И пока те двое глазели на нее, она все мылась, мылась, пытаясь вспомнить, и никак не могла, даже голова разболелась, но так и не могла вспомнить, можно ли понести от монголоида и если можно, то кто родится — монголоид или нет?..
11.
Каждый день ходила она в барак дожидаться незваных гостей, что подъезжают на чужой, незнакомой машине.
Она хорошо знала всю эту церемонию — от начала и до конца, сама не раз в ней участвовала, стараясь точно выполнить все, что было положено ей по роли в этом странном, однообразном, всегда одинаковом и всегда другом представлении.

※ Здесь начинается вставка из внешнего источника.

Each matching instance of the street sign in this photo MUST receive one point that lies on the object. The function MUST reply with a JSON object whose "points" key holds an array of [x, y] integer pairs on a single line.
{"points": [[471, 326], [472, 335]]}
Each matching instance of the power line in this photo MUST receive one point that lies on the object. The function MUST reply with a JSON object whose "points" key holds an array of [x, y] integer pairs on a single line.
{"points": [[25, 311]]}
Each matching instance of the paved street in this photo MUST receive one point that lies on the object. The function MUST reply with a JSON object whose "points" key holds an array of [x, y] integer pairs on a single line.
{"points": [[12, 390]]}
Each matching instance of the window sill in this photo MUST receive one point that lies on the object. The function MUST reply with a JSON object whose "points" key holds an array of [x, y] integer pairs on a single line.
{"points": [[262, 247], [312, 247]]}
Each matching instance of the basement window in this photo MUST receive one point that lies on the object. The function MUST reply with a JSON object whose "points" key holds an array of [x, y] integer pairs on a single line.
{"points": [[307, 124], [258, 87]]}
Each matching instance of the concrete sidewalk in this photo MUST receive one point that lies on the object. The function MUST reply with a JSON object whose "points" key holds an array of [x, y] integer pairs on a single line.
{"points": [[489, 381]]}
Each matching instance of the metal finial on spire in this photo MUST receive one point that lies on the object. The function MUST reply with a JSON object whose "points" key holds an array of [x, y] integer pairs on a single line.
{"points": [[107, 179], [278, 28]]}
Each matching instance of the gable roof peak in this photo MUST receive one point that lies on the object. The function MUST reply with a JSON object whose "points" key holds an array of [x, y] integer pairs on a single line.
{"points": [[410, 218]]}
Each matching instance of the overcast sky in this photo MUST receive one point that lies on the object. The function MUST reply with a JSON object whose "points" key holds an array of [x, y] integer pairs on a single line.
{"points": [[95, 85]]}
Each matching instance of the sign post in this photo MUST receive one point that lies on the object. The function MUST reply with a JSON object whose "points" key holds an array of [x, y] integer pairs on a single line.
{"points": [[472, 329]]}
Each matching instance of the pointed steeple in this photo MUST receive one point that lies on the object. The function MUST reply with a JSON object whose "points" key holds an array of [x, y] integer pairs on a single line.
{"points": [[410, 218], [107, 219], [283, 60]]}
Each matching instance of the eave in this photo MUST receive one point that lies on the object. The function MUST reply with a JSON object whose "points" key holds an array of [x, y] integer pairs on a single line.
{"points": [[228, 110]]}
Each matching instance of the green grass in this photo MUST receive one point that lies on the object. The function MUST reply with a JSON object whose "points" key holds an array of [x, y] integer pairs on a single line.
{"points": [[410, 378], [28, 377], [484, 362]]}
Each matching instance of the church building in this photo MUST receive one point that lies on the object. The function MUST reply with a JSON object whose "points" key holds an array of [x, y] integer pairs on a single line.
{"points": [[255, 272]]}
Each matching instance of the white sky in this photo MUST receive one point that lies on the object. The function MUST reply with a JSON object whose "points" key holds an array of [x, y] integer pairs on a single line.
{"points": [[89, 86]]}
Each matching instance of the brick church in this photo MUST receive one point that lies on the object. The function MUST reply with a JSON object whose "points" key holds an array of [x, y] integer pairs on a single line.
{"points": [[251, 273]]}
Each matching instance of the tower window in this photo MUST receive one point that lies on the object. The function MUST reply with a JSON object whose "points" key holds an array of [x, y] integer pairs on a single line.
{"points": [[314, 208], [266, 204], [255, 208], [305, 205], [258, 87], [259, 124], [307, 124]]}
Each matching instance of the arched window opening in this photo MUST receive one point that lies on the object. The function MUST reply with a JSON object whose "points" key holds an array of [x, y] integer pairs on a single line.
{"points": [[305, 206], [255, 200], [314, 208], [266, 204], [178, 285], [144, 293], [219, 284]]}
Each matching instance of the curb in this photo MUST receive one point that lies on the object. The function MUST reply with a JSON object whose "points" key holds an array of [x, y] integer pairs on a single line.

Обычно в нем четверо действующих лиц.
ОФИЦЕР.
Который сообщает это.
Ваш отец…
Муж…
Брат…
Сын…
Уже не вернется.
Погиб.
Защищая родину.
Смертью храбрых.
ДЕВУШКА-СОЛДАТ.
Которая молча передает какие-то вещи.
Документы, фотографии — одну или несколько, книгу, зубную щетку, недописанное письмо, носовой платок, очки — от близорукости или от солнца, записную книжку, часы, солдатский жетон на цепочке с личным номером, иногда кольцо — обручальное или холостяцкое — золотое, серебряное, позолоченное, из простого металла, с камнем, без камня, или еще что-нибудь.
И — чек. Компенсацию.
Впрочем, нет — чек присылают позже.
Девушка-солдат старается каждый раз не плакать, и плачет — большими, редкими слезами, а порой — вообще без слез, одними сухими черными подглазьями.
ПСИХОЛОГ.
Сама она обычно сидит в сторонке, напряженно прислушиваясь к долгой речи психолога, мужчины или женщины, старясь что-то понять из нее, но слышит только набор слов, которых не понимает, потому что не может взять в толк, как это муж, брат, отец или сын — уже не вернется.
СВЯЩЕННОСЛУЖИТЕЛЬ.
Который иногда заменяет психолога. А иногда и наоборот.
И она — МЕДСЕСТРА.
В руках у нее потертый чемоданчик — со шприцами, иглами, пакетиками и бутылочками, с успокоительными каплями, таблетками или ампулами.
Знакомая церемония. Постылое, подлое представление.
Каждый день ходила она в барак поджидать чужую, незнакомую машину, потому что не была уверена, известен ли им новый адрес, а может, и потому, что усеянный дохлыми крысами барак был все еще своим, привычным, старым собственным углом, и скуластые двойни всегда провожали ее, и вовсе не каждый день начинали они свою игру, но если уж начинали, она ложилась на жесткий тюфяк, задирала юбку, раздвигала ноги, и братьев уже не надо было звать, а потом она шла мыться, и даже не гнала их из комнаты, потому что ведра с водой были заранее приготовлены, и она становилась над этими ведрами и мылась, а двойни сидели на койке тихо, молча, не шевелясь и не сводя с нее глаз.